Billy White

Personal information
- Full name: William Henry White
- Date of birth: 13 October 1936
- Place of birth: Liverpool, England
- Date of death: 7 December 2000 (aged 64)
- Place of death: Ormskirk, England
- Height: 5 ft 10 in (1.78 m)
- Position: Forward

Youth career
- Clubmoor Boys' Club

Senior career*
- Years: Team / Apps / (Gls)
- 1954–1961: Burnley / 9 / (4)
- 1961: Wrexham / 8 / (0)
- 1961–1962: Chester / 13 / (3)
- 1962–?: Halifax Town / 0 / (0)

= Billy White =

English footballer

William White (13 October 1936 – 7 December 2000) was an English footballer.

==Playing career==
White joined Burnley from the Liverpool based Clubmoor Boys' Club in 1954, going on to score four times in his nine league outings for the Clarets.
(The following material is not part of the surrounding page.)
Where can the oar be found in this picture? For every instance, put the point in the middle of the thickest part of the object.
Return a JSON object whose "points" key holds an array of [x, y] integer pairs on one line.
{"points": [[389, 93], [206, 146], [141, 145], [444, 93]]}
His spell included six appearances during 1959–60, when Burnley were champions of the Football League First Division.

In March 1961 he moved to Wrexham, but four months later he switched to local rivals Chester. The following year he joined Halifax Town but he did not make any more appearances in The Football League.

After the end of his football career, White ran a newsagent shop in Liverpool with his wife Winifred. He died in Ormskirk District General Hospital in December 2000 after contracting MRSA. Burnley flew their flag at half-mast as a mark of respect following his death.